No matter what happens, the Republicans win

While the 2012 presidential election has been one of the most interesting and hotly-contested political elections in recent memory, its results probably won’t matter.

Either way, Democrats lose.

Worst-case scenario for Republicans: Let’s say President Barack Obama wins and assumes the presidency for another four years.

Even if they do not win majority in Congress, as most polls suggest, the GOP has controlled the House since 2010’s mid-term elections and will have enough clout in the Senate to complicate Obama’s agenda.

An Obama win will unanimously translate into a stagnant economy, slow economic growth and lethargic gains for another four years. Has he given us any reason to believe his second term will be immensely different from his last? Has he told us he’d change his government-loving national embellishment?

At most, Obama will get his two cents with the Supreme Court by nominating a liberal-leaning justice.
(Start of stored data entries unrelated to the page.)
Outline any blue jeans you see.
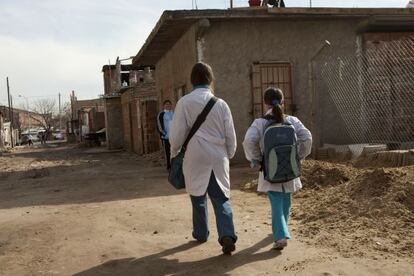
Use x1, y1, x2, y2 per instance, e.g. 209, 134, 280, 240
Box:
268, 191, 292, 241
190, 172, 237, 245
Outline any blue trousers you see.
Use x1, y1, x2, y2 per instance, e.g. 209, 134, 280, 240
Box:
268, 191, 292, 241
190, 172, 237, 245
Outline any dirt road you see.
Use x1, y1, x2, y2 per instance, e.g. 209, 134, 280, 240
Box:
0, 145, 413, 275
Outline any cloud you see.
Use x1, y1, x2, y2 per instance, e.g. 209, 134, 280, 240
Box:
0, 0, 159, 104
0, 0, 409, 106
0, 36, 103, 104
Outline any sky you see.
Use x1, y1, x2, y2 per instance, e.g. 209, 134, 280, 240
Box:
0, 0, 409, 108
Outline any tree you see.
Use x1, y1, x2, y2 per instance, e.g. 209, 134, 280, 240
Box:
31, 99, 57, 134
61, 101, 71, 122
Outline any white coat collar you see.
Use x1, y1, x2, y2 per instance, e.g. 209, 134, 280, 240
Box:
192, 87, 212, 94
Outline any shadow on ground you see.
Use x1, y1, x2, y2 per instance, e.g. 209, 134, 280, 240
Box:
74, 235, 277, 276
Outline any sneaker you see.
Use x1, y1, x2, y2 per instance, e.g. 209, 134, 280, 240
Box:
192, 232, 207, 243
272, 239, 288, 250
221, 236, 236, 255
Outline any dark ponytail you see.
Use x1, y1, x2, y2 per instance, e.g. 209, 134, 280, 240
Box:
263, 87, 284, 123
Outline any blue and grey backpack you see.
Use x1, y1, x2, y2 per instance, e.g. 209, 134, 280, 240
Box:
262, 118, 301, 183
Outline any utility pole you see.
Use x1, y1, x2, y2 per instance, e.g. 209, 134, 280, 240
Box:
10, 94, 14, 147
310, 0, 312, 8
27, 98, 31, 131
71, 90, 75, 121
230, 0, 233, 8
6, 77, 13, 148
59, 92, 62, 131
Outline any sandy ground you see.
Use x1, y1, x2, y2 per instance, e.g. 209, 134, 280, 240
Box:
0, 144, 413, 276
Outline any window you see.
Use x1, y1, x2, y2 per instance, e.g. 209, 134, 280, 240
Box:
251, 62, 294, 118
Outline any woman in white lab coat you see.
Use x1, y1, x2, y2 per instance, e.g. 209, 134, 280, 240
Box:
169, 62, 237, 255
243, 87, 312, 250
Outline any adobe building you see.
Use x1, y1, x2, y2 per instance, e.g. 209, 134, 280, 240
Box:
102, 62, 125, 150
132, 8, 414, 161
120, 76, 159, 155
103, 59, 159, 153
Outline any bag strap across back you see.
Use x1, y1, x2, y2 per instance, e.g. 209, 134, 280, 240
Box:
181, 97, 218, 153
I’ve said it before and I’ll say it again: The presidential race is not as important as voters think it is. Though the presidency and its enumerated powers have greatly expanded to an inconceivable degree, that is not where the heart of American politics is. The heart of American power lies within the legislative branch, a branch that is closest to the people it represents.

But what will America look like after another four years of Obama?
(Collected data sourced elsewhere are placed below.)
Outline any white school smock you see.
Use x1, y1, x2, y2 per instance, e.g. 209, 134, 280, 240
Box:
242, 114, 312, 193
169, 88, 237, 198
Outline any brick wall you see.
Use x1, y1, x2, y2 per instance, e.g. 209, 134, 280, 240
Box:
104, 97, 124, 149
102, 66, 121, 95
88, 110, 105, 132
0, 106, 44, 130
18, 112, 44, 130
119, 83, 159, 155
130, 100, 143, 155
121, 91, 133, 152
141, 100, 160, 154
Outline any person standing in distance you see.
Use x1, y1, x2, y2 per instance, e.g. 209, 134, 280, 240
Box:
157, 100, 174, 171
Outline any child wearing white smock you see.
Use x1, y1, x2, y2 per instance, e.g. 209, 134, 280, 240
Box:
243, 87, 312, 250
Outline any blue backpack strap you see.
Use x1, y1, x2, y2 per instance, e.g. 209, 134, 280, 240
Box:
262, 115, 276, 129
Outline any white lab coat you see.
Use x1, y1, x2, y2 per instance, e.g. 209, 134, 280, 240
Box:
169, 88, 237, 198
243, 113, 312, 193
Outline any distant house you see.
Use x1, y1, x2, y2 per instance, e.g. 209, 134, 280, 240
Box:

The Democratic presidential candidates after Obama won’t be able to shy away from political scandals like Solyndra or Operation Fast and Furious. What successes will they be able to tout after Obama’s years of economic stagnancy?

Obama will have done exactly what former President George W. Bush did for him in 2008: He will guarantee a victory to the opposing political party’s candidate.

Republicans will be able to do exactly what the Democrats did to them in 2008. They will successfully link Obama with 2016’s Democratic presidential candidate. Future Republican candidates will also campaign on a different kind of “hope” and “change.”

Not only could this be true, but 2016 could spell a Republican majority in both the House — where I do not see them losing any seats — and even the Senate — where I believe they will be able to gain some ground.

The Democrats will fall back into their roles as the criticizers — not the initiators.

Never before has such outright partisanship and clashing ideological precepts helped define the future of our country.